ModelExecutor is an on-device neural network inference API for SiMa.ai MLSoC. It abstracts GStreamer pipeline setup, model loading, input preprocessing, and output retrieval behind a simple C++ and Python interface.

Overview

Given a model packaged as a .tar.gz archive, ModelExecutor:

  1. Extracts and validates the archive

  2. Reads pipeline, preprocessing, and quantization configuration

  3. Constructs and launches a GStreamer pipeline (appsrc preprocessing MLA postprocessing appsink)

  4. Handles frame injection, output retrieval, and memory management

Both synchronous (blocking) and asynchronous (callback-based) inference modes are supported, along with an integrated profiling mode for KPI measurement.

Architecture

┌──────────────────────────────────────────────────────────────────┐
│                        ModelExecutor                             │
│                                                                  │
│  init(model.tar.gz, options)                                     │
│    ├─ Extract archive → /var/tmp/modelExecutor/models/           │
│    ├─ Parse pipeline_sequence.json, preprocessing.json           │
│    └─ Launch GStreamer pipeline:                                 │
│         appsrc → [preproc] → MLA → [postproc] → appsink          │
│                                                                  │
│  runSynchronous(inputs) ──────────────────────► outputs          │
│                                                                  │
│  runAsynchronous(inputs, metadata, callback)                     │
│    ├─ Pending queue (max 8)                                      │
│    ├─ Buffer prep worker                                         │
│    ├─ Async producer → appsrc                                    │
│    ├─ Appsink consumer                                           │
│    ├─ Copy workers (×4)                                          │
│    └─ Callback worker ──────────────────────► callback(output)   │
└──────────────────────────────────────────────────────────────────┘

Installation

ModelExecutor and its Python bindings come preinstalled on both eLxr and Yocto images.
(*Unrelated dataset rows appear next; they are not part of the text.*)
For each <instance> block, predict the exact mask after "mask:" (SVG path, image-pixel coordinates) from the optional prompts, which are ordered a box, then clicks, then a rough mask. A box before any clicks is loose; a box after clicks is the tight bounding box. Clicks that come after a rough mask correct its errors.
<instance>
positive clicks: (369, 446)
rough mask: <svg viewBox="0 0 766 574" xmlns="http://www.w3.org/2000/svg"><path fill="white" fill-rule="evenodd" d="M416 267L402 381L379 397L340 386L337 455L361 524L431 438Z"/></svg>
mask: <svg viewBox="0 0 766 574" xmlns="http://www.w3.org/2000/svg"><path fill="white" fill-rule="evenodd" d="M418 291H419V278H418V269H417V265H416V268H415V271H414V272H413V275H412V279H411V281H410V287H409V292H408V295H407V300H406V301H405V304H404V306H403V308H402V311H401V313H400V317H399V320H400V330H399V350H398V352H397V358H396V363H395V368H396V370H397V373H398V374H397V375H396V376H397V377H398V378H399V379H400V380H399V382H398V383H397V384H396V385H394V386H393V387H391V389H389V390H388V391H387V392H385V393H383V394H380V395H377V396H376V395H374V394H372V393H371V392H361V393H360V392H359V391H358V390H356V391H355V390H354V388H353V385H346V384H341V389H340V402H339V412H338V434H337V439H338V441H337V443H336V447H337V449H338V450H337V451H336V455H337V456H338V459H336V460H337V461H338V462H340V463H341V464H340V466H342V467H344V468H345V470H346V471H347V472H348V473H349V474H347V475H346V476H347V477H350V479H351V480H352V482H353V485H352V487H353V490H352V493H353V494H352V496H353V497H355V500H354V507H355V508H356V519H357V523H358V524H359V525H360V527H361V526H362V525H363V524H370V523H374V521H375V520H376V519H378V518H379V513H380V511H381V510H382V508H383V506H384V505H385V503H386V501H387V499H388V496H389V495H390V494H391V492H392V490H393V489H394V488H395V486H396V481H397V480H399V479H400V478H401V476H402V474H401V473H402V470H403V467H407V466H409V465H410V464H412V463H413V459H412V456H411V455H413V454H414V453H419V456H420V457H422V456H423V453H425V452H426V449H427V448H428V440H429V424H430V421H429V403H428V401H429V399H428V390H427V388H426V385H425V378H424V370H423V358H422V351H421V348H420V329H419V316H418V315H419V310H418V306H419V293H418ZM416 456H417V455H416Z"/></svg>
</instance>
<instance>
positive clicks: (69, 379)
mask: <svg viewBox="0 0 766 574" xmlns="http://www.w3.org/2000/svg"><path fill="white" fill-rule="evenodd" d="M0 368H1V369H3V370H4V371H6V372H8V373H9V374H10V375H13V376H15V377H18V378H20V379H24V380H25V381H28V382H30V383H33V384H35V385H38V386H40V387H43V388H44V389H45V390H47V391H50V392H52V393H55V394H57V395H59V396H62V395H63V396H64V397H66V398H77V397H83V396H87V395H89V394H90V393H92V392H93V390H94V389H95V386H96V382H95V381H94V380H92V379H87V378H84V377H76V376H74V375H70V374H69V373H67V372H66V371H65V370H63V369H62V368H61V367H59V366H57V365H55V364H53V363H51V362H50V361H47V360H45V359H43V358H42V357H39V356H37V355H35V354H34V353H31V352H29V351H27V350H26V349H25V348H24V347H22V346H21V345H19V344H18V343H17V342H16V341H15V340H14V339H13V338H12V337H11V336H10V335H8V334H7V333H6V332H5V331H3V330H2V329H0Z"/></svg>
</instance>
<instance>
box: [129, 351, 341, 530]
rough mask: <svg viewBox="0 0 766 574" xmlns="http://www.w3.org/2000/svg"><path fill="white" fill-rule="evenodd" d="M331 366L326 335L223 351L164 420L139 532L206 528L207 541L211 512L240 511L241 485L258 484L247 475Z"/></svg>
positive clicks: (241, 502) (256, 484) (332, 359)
No separate installation step is needed. Example applications are available on the device at /usr/local/simaai/examples/model_executor/.

Threading Model

Operation

Thread Safety

init() / stop()

Must be called from the same thread

runSynchronous()

Caller must serialize calls (single-threaded)

runAsynchronous()

Thread-safe — concurrent calls from multiple threads allowed

Callbacks

Always invoked on the callback worker thread; serialized one at a time

Asynchronous mode spawns 7 internal worker threads on first use: buffer-prep, async producer, appsink consumer, 4 copy workers, and 1 callback worker. All threads are joined on stop().

Model Archive Format

The .tar.gz archive must contain:

{project_name}/
├── etc/
│   ├── pipeline_sequence.json   GStreamer plugin chain definition
│   ├── preprocessing.json       Input size, format, and normalization metadata
│   └── quantization.json        Quantization parameters
└── lib/
    ├── *.elf                    Model binary (EV74 kernel)
    └── *.so                     Model shared library (A65 kernel)

Archives are extracted to /var/tmp/modelExecutor/models/ on the first init() call.

Known Limitations

  • EV74 kernel: maximum tensor dimension of 4096. Use KernelType::A65 for larger tensors.

  • Maximum of 15 pipeline segments per model. init() will fail if exceeded.

  • No mixed-precision models. All layers must use a single uniform precision (INT8, INT16, or BF16).

  • Python runSynchronous() returns only the first output tensor. Use runAsynchronous() or the C++ API to retrieve all outputs from multi-output models.

  • No re-initialization without stop(). Calling init() again without first calling stop() is not supported.